Issues with Surgery Rotation

This forum made possible through the generous support of SDN members, donors, and sponsors. Thank you.
Next time ask your residents for tips ahead of any formal eval they have to give on you. Gives yourself time to make adjustments and makes it at least appear that you give a crap how you are perceived, regardless of whether that is the case. But it shows that you do. I asked the 2's and 3's where I could improve and what I didn't need to worry about, halfway through each of my two blocks of surg, at a time that was convenient for them. I got some great tips, and I think this helped me look good not only on rounds and throughout the day, but I have a strong feeling this came up when the fellows and chiefs asked the juniors their opinions.

It may be moot at this point, and I may be inaccurate, but I write my notes such that nearly each "A" matches up with a "P". Granted, not always applicable, but you get the idea. So, it begs the Q, if your plans are good, what issues are you addressing? If you have a plan, you must have found something or learned something you need to correct/address, if that makes sense. Something to think about for your next note.

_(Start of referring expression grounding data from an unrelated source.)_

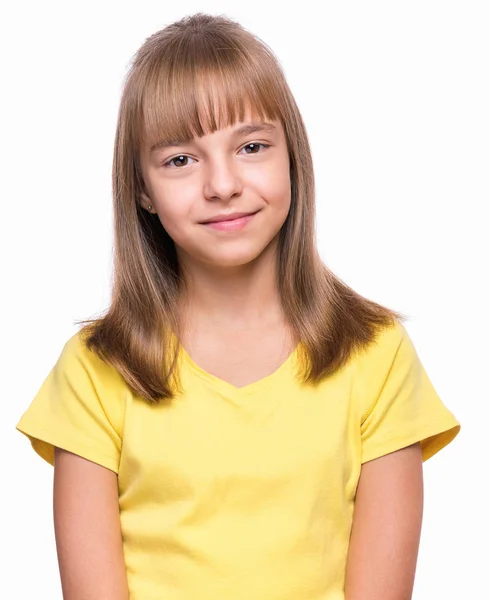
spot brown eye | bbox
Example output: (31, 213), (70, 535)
(164, 155), (195, 168)
(241, 143), (269, 155)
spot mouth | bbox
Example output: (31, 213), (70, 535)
(200, 210), (259, 224)
(200, 211), (259, 231)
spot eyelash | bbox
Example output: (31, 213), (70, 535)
(162, 142), (271, 168)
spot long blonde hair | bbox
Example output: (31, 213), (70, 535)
(76, 12), (406, 404)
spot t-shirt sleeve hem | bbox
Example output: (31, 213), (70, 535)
(16, 421), (120, 474)
(361, 418), (461, 464)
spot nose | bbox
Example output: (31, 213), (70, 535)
(203, 156), (243, 201)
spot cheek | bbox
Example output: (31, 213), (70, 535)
(152, 189), (194, 241)
(264, 164), (292, 213)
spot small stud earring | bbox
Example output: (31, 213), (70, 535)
(147, 204), (152, 211)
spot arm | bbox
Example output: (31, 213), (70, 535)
(345, 442), (424, 600)
(53, 447), (130, 600)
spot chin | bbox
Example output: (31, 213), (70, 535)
(202, 245), (269, 268)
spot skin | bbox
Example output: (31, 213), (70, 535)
(53, 448), (129, 599)
(345, 442), (424, 599)
(138, 110), (292, 332)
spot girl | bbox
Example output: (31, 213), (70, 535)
(16, 12), (461, 600)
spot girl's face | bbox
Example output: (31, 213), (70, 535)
(138, 112), (291, 270)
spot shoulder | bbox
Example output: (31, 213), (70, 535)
(49, 330), (130, 426)
(58, 329), (127, 390)
(352, 320), (418, 412)
(355, 319), (409, 373)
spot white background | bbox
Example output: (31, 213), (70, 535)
(2, 1), (487, 598)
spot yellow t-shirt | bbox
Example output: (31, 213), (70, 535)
(16, 320), (460, 599)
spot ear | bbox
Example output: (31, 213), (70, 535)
(139, 190), (155, 213)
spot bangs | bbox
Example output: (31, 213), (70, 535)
(134, 51), (283, 155)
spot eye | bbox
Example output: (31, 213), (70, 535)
(239, 142), (270, 155)
(162, 143), (270, 168)
(163, 155), (195, 168)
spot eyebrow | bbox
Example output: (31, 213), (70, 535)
(149, 122), (277, 154)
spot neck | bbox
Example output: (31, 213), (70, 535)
(177, 240), (285, 331)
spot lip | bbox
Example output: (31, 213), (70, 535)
(201, 211), (258, 232)
(200, 211), (258, 224)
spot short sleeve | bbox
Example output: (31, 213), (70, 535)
(15, 332), (126, 473)
(359, 321), (461, 464)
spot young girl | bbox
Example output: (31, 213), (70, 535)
(16, 12), (461, 600)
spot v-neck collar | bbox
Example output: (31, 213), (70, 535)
(176, 336), (301, 399)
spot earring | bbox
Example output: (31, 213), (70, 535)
(147, 204), (152, 211)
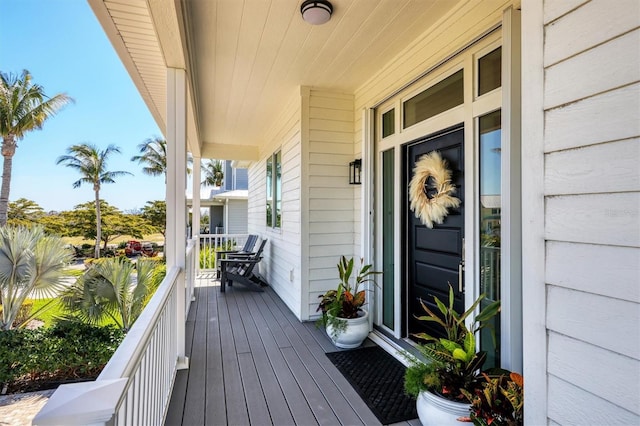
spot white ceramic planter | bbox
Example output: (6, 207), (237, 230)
(325, 309), (369, 349)
(416, 390), (470, 426)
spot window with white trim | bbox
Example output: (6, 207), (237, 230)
(266, 150), (281, 228)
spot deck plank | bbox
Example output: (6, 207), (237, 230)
(240, 289), (319, 426)
(233, 291), (297, 426)
(217, 289), (250, 425)
(166, 281), (411, 426)
(258, 291), (381, 426)
(205, 286), (227, 425)
(182, 286), (208, 425)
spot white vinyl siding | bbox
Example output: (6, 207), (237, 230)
(225, 199), (248, 234)
(248, 97), (302, 318)
(540, 0), (640, 423)
(305, 89), (356, 319)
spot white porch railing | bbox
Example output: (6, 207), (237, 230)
(185, 238), (197, 316)
(199, 233), (251, 271)
(33, 266), (183, 426)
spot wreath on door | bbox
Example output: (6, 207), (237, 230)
(408, 151), (460, 228)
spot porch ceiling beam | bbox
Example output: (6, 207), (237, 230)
(201, 143), (260, 162)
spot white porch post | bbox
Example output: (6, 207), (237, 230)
(193, 156), (201, 274)
(166, 67), (189, 369)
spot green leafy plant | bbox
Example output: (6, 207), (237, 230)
(0, 322), (124, 393)
(0, 226), (72, 330)
(316, 256), (380, 336)
(461, 371), (524, 426)
(60, 257), (165, 332)
(404, 285), (500, 402)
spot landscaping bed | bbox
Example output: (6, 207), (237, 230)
(0, 322), (124, 394)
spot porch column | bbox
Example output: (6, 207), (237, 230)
(193, 156), (201, 274)
(166, 67), (188, 369)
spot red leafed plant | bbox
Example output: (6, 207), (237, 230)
(461, 371), (524, 426)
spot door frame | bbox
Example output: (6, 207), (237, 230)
(370, 30), (506, 344)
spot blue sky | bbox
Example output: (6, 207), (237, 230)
(1, 0), (165, 212)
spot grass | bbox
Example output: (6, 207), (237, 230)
(63, 233), (165, 247)
(29, 298), (66, 325)
(29, 298), (119, 328)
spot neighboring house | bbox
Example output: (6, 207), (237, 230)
(187, 161), (249, 234)
(88, 0), (639, 423)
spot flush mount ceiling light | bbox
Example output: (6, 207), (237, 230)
(300, 0), (333, 25)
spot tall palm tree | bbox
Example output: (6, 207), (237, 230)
(131, 136), (192, 182)
(0, 226), (72, 330)
(202, 159), (224, 187)
(0, 70), (73, 226)
(131, 136), (166, 178)
(56, 143), (132, 258)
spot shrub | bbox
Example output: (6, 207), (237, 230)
(0, 322), (124, 392)
(199, 245), (217, 269)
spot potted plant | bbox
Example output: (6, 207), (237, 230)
(460, 371), (524, 426)
(317, 256), (380, 348)
(403, 285), (500, 425)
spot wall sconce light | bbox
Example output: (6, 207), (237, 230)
(300, 0), (333, 25)
(349, 159), (362, 185)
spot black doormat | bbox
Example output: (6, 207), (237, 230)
(326, 346), (418, 425)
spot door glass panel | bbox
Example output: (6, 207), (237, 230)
(478, 47), (502, 96)
(382, 109), (395, 138)
(403, 70), (463, 128)
(382, 149), (395, 329)
(479, 110), (501, 368)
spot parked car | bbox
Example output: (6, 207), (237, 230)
(124, 240), (156, 257)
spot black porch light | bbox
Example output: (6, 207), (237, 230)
(349, 159), (362, 185)
(300, 0), (333, 25)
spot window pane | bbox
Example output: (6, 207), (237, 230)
(478, 47), (502, 96)
(382, 149), (395, 329)
(266, 157), (272, 226)
(382, 109), (395, 138)
(478, 109), (501, 368)
(275, 151), (282, 228)
(403, 70), (463, 128)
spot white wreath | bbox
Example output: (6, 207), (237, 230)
(409, 151), (460, 228)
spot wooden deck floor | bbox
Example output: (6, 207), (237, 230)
(164, 278), (420, 426)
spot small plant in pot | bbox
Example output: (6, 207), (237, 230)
(403, 285), (500, 425)
(317, 256), (380, 349)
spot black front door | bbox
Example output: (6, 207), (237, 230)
(404, 126), (464, 339)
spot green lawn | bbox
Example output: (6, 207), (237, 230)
(29, 298), (119, 328)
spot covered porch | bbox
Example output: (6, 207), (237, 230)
(165, 277), (418, 426)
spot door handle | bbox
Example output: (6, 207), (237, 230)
(458, 260), (464, 292)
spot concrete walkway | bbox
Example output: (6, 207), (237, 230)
(0, 390), (54, 426)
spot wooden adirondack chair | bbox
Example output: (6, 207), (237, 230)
(215, 234), (258, 278)
(219, 239), (268, 293)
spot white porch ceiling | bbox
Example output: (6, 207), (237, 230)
(89, 0), (459, 161)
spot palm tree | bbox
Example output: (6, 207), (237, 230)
(131, 136), (192, 181)
(131, 136), (166, 178)
(56, 143), (132, 258)
(59, 257), (165, 332)
(0, 226), (72, 330)
(202, 159), (224, 187)
(0, 70), (73, 226)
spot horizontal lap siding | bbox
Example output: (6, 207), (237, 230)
(226, 200), (248, 234)
(306, 90), (355, 318)
(543, 1), (640, 422)
(248, 100), (302, 318)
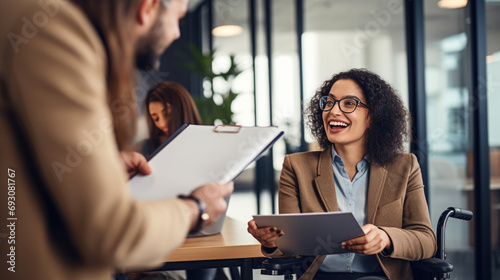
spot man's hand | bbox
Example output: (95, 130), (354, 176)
(187, 182), (234, 230)
(119, 151), (152, 177)
(341, 224), (392, 255)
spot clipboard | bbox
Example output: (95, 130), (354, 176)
(253, 212), (365, 256)
(129, 124), (283, 200)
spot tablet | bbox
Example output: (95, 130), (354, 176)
(253, 212), (365, 255)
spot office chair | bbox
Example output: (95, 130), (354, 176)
(260, 207), (473, 280)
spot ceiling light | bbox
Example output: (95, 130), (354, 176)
(212, 25), (243, 37)
(487, 55), (495, 63)
(438, 0), (468, 9)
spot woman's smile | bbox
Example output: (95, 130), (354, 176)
(326, 118), (350, 133)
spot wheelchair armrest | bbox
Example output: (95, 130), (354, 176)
(411, 257), (453, 274)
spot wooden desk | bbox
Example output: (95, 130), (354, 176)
(159, 217), (264, 280)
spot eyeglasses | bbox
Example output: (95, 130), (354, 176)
(319, 96), (369, 113)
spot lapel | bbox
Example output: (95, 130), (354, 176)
(366, 162), (388, 224)
(313, 146), (339, 212)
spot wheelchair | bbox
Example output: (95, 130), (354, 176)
(259, 207), (473, 280)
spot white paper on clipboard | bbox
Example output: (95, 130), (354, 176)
(129, 124), (283, 200)
(253, 212), (365, 256)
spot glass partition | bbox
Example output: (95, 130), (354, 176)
(486, 0), (500, 277)
(270, 0), (300, 170)
(424, 1), (474, 278)
(212, 0), (254, 126)
(211, 0), (259, 214)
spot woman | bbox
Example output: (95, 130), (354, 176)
(140, 81), (202, 158)
(248, 69), (436, 280)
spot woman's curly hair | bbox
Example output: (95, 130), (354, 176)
(306, 68), (411, 166)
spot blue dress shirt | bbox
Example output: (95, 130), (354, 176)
(319, 145), (382, 273)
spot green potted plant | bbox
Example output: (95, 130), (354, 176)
(177, 44), (242, 125)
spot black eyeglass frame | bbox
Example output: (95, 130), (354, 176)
(319, 95), (369, 113)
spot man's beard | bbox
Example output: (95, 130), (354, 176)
(135, 17), (164, 71)
(136, 46), (161, 71)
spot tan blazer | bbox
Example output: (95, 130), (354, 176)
(1, 1), (192, 279)
(265, 147), (437, 280)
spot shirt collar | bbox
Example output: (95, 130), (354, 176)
(330, 144), (369, 170)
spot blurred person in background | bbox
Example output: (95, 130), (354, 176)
(132, 81), (228, 280)
(140, 81), (202, 157)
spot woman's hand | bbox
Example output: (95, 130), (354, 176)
(341, 224), (392, 255)
(247, 219), (284, 248)
(119, 151), (152, 177)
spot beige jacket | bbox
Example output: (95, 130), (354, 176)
(1, 1), (192, 279)
(265, 147), (437, 280)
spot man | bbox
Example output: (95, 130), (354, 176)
(0, 1), (232, 279)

I think surgery residents are to the point. Some people are receptive to this. Others are not. You might blow it off as "my mean surg resident says X" but I'd be careful about that, especially if you keep hearing the same things. But largely, they don't have the time or the energy to bull**** you, so you are going to get an honest assessment.

Just my random thoughts...
 
...but I write my notes such that nearly each "A" matches up with a "P". Granted, not always applicable, but you get the idea.

This is great advice in general, and especially important when dealing with patients with 5+ problems. Also demonstrates your grasp on the whole patient and let's the residents know you know why the team is doing what they're doing.